5. The lever adjustment method according to claim 1, wherein after the step of calculating the calibration value based on the initial value of the lever and the correction factor, comprising:

acquiring a transverse calibration value and a longitudinal calibration value in the calibration values;

and writing the transverse calibration value into a memory to serve as a new transverse initial value, and writing the longitudinal calibration value into the memory to serve as a new longitudinal initial value.

6. The lever adjustment method according to any one of claims 1 to 5, characterized in that after the step of calibrating the lever according to the calibration value, it comprises:

and acquiring a correction factor, a calibration value and calibration times, and writing the correction factor, the calibration value and the calibration times into a preset log file.

7. A lever adjustment device, characterized in that the lever adjustment device comprises:

the method comprises the steps of obtaining a comparison module, wherein the comparison module is used for obtaining the use times of an operation rod and comparing the use times with a preset threshold value;

the judging module is used for inputting the use times into a preset correction factor calculation formula to obtain the correction factor of the operating rod when the use times are greater than or equal to the preset threshold, wherein the preset correction factor calculation formula is as follows: t=1+n×r ', where T is a correction factor, n is the number of times of use, and R' is a change value of resistance generated by one time use of the operating lever;

the calculating module is used for calculating a calibration value according to the initial value of the operating rod and the correction factor, wherein the initial value is an initial resistance value, and the calibration value is a corrected resistance value obtained by multiplying the initial resistance value by the correction factor;

and the adjusting module is used for calibrating the operating rod according to the calibration value.
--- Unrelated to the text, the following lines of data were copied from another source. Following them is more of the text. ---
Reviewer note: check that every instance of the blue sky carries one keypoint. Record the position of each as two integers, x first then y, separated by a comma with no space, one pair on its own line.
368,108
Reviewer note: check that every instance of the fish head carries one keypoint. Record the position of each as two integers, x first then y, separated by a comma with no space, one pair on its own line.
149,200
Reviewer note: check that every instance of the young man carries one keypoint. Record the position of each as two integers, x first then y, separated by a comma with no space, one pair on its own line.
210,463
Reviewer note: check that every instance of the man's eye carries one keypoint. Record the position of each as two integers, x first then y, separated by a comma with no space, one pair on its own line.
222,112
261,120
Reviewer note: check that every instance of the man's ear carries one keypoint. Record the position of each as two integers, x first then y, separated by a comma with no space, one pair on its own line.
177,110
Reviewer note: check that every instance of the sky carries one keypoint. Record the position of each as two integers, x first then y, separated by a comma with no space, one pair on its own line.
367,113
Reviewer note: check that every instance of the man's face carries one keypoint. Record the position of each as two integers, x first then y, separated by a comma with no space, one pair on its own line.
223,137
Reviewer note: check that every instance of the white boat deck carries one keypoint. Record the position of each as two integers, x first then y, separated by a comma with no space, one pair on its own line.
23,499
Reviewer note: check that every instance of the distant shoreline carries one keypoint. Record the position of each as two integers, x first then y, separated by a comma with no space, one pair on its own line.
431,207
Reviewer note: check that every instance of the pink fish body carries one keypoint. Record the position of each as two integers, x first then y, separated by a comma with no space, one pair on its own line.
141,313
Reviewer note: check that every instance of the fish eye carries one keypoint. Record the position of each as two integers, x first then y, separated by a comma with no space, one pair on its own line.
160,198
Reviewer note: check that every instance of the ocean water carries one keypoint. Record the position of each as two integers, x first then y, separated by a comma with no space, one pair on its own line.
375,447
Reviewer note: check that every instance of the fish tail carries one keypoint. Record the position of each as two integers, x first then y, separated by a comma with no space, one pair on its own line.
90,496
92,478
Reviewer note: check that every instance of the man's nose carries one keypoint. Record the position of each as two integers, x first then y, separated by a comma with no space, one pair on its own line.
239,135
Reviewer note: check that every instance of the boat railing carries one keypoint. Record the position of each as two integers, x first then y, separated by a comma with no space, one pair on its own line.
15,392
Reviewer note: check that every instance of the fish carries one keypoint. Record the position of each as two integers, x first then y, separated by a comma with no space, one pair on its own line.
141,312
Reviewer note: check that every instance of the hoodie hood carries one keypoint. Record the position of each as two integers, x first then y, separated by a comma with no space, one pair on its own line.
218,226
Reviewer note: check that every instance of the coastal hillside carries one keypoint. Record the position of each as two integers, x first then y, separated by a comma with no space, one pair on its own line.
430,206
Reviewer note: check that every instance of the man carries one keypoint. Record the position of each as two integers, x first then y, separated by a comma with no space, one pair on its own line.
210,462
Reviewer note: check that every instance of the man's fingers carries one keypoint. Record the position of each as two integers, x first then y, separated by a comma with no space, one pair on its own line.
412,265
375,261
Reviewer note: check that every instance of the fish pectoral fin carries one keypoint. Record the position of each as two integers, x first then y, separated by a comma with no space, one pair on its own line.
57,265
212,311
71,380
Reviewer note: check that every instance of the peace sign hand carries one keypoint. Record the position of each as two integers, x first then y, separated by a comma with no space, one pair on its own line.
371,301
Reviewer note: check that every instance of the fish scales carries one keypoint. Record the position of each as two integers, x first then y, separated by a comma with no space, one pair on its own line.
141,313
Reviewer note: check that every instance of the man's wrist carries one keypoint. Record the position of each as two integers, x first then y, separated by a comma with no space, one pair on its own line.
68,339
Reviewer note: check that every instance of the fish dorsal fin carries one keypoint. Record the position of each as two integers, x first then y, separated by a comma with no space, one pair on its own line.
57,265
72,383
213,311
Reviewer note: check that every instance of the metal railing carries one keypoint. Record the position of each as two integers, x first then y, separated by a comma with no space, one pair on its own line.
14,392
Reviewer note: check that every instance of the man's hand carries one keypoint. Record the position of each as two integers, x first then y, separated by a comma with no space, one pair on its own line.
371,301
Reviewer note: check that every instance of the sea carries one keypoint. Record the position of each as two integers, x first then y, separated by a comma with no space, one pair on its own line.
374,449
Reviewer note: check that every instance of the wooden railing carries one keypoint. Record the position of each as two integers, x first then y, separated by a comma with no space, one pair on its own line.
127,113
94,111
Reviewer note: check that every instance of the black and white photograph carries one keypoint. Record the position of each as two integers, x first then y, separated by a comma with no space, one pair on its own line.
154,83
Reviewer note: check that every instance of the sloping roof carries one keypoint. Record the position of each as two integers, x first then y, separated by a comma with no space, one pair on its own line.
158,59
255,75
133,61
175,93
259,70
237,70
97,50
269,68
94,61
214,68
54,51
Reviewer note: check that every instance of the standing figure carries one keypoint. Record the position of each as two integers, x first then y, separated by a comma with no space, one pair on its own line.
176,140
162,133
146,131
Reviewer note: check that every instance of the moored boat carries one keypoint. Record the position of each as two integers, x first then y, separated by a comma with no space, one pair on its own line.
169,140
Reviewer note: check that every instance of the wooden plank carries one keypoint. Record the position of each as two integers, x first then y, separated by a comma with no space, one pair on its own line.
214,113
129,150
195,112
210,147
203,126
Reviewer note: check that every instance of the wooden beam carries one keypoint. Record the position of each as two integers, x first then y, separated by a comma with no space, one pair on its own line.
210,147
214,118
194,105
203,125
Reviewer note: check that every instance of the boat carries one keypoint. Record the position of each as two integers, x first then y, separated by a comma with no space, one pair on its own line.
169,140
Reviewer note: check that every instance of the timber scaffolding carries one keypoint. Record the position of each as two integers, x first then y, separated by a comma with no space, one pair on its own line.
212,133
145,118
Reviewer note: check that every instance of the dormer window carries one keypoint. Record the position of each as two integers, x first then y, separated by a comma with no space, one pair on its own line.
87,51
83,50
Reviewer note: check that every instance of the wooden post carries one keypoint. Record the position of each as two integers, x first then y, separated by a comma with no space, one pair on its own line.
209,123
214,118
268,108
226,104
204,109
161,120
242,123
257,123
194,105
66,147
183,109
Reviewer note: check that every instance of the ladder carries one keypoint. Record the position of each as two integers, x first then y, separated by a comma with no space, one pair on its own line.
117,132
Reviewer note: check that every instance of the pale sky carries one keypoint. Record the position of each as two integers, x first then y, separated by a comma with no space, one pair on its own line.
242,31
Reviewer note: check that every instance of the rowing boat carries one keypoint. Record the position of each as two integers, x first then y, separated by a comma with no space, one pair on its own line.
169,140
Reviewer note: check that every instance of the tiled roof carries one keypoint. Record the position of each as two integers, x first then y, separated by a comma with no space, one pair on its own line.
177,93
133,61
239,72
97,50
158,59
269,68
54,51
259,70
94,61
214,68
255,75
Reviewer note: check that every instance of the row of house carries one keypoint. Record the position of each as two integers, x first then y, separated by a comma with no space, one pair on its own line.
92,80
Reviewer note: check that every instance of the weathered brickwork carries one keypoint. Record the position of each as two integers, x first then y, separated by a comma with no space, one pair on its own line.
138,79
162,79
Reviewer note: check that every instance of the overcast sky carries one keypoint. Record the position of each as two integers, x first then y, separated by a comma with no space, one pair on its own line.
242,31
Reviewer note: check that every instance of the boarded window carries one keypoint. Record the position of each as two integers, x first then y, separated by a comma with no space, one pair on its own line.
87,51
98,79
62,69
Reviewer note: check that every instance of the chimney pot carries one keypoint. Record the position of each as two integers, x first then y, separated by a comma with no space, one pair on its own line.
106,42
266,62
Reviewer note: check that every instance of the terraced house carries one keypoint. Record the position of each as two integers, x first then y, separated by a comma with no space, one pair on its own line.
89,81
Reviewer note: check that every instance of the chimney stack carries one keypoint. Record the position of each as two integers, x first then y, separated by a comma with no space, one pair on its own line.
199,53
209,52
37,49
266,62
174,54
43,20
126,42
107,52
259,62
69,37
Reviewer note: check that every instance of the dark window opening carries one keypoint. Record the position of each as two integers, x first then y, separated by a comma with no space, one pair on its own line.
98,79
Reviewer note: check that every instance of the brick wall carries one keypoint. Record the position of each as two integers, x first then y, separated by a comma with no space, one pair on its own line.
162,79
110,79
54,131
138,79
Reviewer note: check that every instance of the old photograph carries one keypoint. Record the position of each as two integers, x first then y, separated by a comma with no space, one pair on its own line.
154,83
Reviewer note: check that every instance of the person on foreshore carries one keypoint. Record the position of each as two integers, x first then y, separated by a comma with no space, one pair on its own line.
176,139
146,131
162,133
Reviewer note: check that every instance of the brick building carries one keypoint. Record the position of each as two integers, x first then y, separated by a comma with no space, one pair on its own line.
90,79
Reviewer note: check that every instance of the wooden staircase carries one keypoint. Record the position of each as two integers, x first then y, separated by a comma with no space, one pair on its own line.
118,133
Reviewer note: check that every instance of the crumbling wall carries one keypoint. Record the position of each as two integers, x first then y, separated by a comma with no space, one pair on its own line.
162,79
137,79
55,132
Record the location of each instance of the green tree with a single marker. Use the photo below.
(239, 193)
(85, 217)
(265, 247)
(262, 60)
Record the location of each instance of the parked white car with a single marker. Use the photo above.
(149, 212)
8. A lever adjustment device, characterized in that the lever adjustment device comprises: a memory, a processor, and a computer program stored on the memory and executable on the processor, wherein:

the computer program, when executed by the processor, implements the steps of the lever adjustment method according to any one of claims 1 to 6.

9. A computer storage medium, characterized in that the computer storage medium has stored thereon a computer program which, when executed by a processor, implements the steps of the lever adjustment method according to any of claims 1 to 6.